Дневник. Том 1. 1901-1929 | страница 4
Но все это лишь один, и, в сущности, поверхностный, взгляд, который возможен, чтобы представить читателю эту книгу. Сложнее и результативнее другой. Не портреты, сколько бы они ни поражали своей свежестью и новизной, интересны и характерны для этого дневника. Все они представляют лишь фрагменты портрета самого автора — его надежд, его «болей и обид», его на первый взгляд счастливой, а на деле трагической жизни. Я уже упоминал, что ему мешали. Это сказано приблизительно, бледно, неточно. Евг. Шварц написал о нем осуждающую статью «Белый волк» — Чуковский рано поседел. Но для того, чтобы действовать в литературе, и надо было стать волком. Но что-то я не слышал, чтобы волки плакали. А Корней Иванович часто плачет — и наедине и на людях. Что-то я не слышал, чтобы волки бросались на помощь беспомощным больным старушкам или делились последней пятеркой с голодающим литератором. И чтобы волки постоянно о ком-то заботились, кому-то помогали.

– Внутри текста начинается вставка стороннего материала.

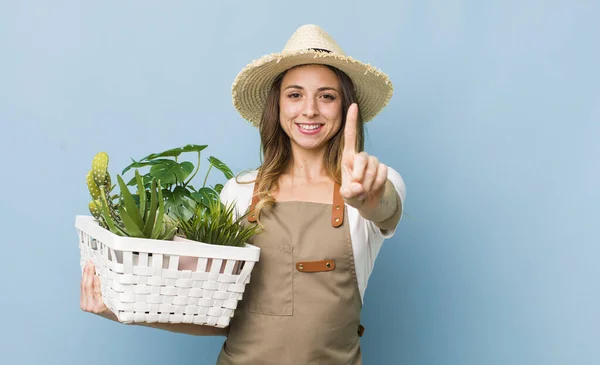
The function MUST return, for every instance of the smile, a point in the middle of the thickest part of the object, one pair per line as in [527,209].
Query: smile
[309,128]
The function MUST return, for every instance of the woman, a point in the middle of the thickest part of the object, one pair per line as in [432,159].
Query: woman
[325,206]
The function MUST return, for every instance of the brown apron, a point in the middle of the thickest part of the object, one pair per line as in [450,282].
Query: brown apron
[302,304]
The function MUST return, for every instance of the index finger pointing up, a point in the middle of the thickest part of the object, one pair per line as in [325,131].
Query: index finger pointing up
[350,130]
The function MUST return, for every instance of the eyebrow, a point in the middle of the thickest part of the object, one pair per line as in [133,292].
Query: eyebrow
[319,89]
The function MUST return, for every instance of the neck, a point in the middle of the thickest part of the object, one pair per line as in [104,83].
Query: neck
[307,165]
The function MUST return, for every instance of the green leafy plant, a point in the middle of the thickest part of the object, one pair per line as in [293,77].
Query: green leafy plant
[216,224]
[181,198]
[143,217]
[165,202]
[99,185]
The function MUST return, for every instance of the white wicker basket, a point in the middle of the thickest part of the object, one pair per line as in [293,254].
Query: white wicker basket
[143,280]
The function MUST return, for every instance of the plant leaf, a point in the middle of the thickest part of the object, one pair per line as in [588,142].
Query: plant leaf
[132,210]
[141,194]
[175,152]
[205,196]
[146,180]
[158,226]
[149,225]
[169,172]
[221,167]
[179,203]
[130,226]
[138,164]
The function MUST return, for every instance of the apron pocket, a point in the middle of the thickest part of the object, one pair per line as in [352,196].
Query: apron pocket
[270,290]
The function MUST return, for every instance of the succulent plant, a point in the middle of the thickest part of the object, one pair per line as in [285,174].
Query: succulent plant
[99,183]
[146,219]
[216,224]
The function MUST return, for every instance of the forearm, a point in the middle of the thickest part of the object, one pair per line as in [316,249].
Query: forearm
[186,328]
[387,212]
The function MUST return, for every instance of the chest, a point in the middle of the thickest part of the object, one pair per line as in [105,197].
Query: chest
[316,193]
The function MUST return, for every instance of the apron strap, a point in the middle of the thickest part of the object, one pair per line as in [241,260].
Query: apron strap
[337,209]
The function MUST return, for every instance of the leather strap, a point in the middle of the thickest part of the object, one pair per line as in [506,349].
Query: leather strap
[337,209]
[315,266]
[255,200]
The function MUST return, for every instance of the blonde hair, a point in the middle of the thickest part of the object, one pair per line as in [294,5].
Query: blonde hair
[276,151]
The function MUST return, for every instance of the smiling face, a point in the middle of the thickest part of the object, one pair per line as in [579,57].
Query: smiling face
[310,106]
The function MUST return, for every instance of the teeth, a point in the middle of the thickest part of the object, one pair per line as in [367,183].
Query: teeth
[309,126]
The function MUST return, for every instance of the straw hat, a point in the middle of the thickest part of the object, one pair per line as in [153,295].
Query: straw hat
[309,44]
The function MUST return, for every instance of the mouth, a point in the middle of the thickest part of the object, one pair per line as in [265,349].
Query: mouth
[309,128]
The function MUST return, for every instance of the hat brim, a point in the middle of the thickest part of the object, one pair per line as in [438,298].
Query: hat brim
[251,86]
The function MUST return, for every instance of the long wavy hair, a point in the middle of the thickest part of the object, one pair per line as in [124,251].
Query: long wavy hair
[276,150]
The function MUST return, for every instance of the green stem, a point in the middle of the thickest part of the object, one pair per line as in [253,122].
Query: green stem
[204,183]
[195,172]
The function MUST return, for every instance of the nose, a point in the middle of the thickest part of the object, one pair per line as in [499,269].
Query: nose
[311,108]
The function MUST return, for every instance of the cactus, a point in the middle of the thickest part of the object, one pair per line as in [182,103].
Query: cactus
[99,185]
[100,168]
[143,221]
[95,206]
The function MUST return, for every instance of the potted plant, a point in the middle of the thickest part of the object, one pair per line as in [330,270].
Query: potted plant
[139,242]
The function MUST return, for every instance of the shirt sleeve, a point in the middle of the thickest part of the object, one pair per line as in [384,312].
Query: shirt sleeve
[398,182]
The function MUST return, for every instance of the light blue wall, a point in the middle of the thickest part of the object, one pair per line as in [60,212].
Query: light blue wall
[494,126]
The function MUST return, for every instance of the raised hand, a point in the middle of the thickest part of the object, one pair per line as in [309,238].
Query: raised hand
[363,176]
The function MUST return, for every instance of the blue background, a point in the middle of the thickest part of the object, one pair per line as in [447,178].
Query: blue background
[494,126]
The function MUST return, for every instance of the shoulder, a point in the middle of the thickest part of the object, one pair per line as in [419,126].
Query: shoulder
[238,190]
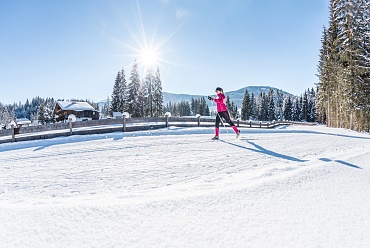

Уезжая из Кисловодска, он записывает: «…Тоска. Здоровья не поправил. Отбился от работы. Потерял последние остатки самоуважения и воли. Мне пятьдесят лет, а мысли мои мелки и ничтожны. Горе (смерть маленькой дочки Мурочки — В. К.) не возвысило меня, а еще сильнее измельчило. Я неудачник, банкрот. После 30 лет каторжной литературной работы — я без гроша денег, без имени, «начинающий автор». Не сплю от тоски. Вчера был на детской площадке — единственный радостный момент моей кисловодской жизни. Ребята радушны, доверчивы, обнимали меня, тормошили, представляли мне шарады, дарили мне цветы, а мне все казалось, что они принимают меня за кого-то другого». Последняя фраза знаменательна. Чувство двойственности сопровождало его всю жизнь. Он находит его не только у себя, но и у других. Недаром из многочисленных разговоров с Горьким он выделяет его ошеломляющее признание: «Я ведь и в самом деле часто бываю двойствен. Никогда прежде я не лукавил, а теперь с новой властью приходится лукавить, лгать, притворяться. Я знаю, что иначе нельзя».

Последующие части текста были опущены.